I thought this would be an appropriate word as another year flies by and we enter the Christmas season … again … and again. Is this the ‘recurrence’ that Nietzsche meant when he said ‘this life as you now live it and have lived it, you will have to live once more and innumerable times more … ‘
30 November 2012
chronophobia
[kron-oh-foh-bee-uh]
noun
– irrational fear of time and time moving forward
– fear of the duration or immensity of time.
Example sentences:
‘Prisoners often develop chronophobia as the realisation of the duration of their sentence sets in’.
‘For Nietzsche, any recoil at the prospect of recurrence (reliving life) suggests a kind of chronophobia, an aversion to time and becoming. And he claims that existential, psychological aversion is the basis for an intellectual chronophobia at the heart of the Western philosophical tradition – which, however, generally expressed its aversion to time on the more impersonal level of the search for the truth and foundations of knowledge’.
(Extracted from ‘Nietzsche’s Life Sentence: Coming to Terms with Eternal Recurrence’, by Lawrence J. Hatab)
Today’s aphorism
‘Did you see the frightened ones?
Did you hear the falling bombs?
Did you ever wonder why we had to run for shelter when the
promise of a brave new world unfurled beneath a clear blue
sky?‘
– from the song ‘Goodbye Blue Sky‘, from Pink Floyd’s ‘The Wall‘, written by Roger Waters.
On this day
30 November 1835 – birth of Mark Twain, U.S. novellist, author of ‘The Adventures of Tom Sawyer’ and ‘The Adventures of Huckleberry Finn’. Died 21 April 1910.
30 November 1874 – birth of U.K. Prime Minister, Sir Winston Churchill.

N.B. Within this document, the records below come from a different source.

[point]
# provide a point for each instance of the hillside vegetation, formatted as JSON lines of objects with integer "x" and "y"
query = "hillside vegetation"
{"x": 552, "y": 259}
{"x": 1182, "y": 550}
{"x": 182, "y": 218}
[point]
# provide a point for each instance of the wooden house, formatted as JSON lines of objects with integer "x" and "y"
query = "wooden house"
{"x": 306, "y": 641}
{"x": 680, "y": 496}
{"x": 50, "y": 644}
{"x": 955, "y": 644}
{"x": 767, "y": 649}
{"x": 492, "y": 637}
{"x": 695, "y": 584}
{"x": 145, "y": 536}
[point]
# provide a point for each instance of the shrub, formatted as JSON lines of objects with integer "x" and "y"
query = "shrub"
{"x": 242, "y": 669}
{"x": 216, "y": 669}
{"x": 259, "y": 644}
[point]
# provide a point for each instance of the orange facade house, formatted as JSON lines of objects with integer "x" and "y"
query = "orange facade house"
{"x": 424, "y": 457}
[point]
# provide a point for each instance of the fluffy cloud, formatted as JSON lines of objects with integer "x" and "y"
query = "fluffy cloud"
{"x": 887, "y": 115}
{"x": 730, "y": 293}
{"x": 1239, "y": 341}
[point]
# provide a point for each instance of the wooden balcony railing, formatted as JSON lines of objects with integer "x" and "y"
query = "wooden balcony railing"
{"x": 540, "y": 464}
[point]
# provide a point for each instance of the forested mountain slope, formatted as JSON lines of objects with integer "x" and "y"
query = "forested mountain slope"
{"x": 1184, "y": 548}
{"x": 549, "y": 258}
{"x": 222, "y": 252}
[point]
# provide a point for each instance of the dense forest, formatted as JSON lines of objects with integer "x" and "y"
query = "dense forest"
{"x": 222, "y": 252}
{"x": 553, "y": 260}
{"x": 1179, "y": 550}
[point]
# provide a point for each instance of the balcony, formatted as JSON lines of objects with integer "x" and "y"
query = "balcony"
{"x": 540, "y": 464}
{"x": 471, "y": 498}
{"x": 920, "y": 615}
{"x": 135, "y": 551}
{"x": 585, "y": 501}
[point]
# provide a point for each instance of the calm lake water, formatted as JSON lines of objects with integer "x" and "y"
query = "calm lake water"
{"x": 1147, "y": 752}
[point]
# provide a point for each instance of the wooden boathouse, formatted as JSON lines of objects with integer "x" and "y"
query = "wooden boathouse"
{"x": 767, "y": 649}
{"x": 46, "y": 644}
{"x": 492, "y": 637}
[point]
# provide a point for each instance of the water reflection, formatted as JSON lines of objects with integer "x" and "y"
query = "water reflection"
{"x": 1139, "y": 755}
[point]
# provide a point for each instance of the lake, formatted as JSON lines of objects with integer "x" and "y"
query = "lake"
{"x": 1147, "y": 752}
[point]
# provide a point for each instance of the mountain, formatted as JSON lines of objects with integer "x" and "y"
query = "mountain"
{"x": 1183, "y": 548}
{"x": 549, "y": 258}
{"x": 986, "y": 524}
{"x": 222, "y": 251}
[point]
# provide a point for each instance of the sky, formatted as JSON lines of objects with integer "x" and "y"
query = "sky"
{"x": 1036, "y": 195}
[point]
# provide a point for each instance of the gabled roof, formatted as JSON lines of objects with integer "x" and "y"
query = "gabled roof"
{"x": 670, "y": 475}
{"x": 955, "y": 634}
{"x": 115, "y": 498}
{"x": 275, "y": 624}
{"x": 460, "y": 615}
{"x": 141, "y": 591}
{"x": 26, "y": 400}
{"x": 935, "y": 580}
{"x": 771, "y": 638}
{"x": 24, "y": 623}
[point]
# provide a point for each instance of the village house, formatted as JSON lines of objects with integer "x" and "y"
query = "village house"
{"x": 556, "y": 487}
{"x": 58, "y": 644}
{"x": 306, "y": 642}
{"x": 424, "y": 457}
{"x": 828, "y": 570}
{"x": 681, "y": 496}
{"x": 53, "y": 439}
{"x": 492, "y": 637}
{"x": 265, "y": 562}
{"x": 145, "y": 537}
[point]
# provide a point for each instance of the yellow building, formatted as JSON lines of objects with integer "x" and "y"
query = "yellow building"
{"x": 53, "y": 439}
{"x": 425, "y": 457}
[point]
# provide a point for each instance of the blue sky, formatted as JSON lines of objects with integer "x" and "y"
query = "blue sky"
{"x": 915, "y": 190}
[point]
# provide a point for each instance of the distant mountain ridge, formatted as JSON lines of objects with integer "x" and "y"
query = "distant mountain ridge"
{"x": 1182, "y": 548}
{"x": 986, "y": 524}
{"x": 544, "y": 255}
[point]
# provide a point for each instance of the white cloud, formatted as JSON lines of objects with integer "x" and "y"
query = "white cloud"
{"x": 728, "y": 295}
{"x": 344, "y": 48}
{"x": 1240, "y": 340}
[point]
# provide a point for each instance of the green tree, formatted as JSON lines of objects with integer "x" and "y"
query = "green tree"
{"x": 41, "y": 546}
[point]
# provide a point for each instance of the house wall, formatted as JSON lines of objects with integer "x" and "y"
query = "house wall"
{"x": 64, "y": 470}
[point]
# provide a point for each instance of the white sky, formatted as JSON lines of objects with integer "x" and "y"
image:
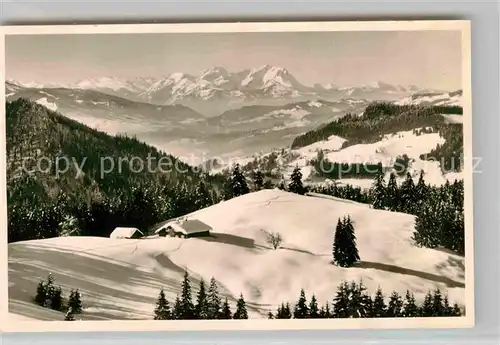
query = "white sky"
{"x": 424, "y": 58}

Died 24 January 1965.
30 November 1936 – Crystal Palace in Britain is destroyed by fire. The Crystal Palace had been constructed for the Great Exhibition in 1851 and featured the first public toilets in England. During the Exhibition, visitors were able to pay 1 penny to use the conveniences. It was from this that the term ‘spend a penny’ came into use as a euphemism for visiting the loo.
30 November 1950 – U.S. President Harry S. Truman announces that he is willing to use atomic bombs to bring peace to Korea.
30 November 1979 – Pink Floyd releases their cult album ‘The Wall’, which was later made into a movie and one of the greatest stage-shows of all time. Roger Waters, singer/song-writer for Pink Floyd, performed ‘The Wall’ stage-show with other celebrities on 21 July 1990 in Berlin, to celebrate the tearing down of the Berlin Wall.
30 November 2007 – death of U.S. daredevil, Evel Knievel from breathing difficulties. Knievel was best known for his failed attempt to jump over the Grand Canyon on a rocket-propelled motor-bike. He also successfully, and often unsuccessfully, attempted long distance motor-bike jumps, such as jumping 14 buses. Through his career, Knievel broke 35 bones. Born on 17 October 1938 as Robert Craig Knievel.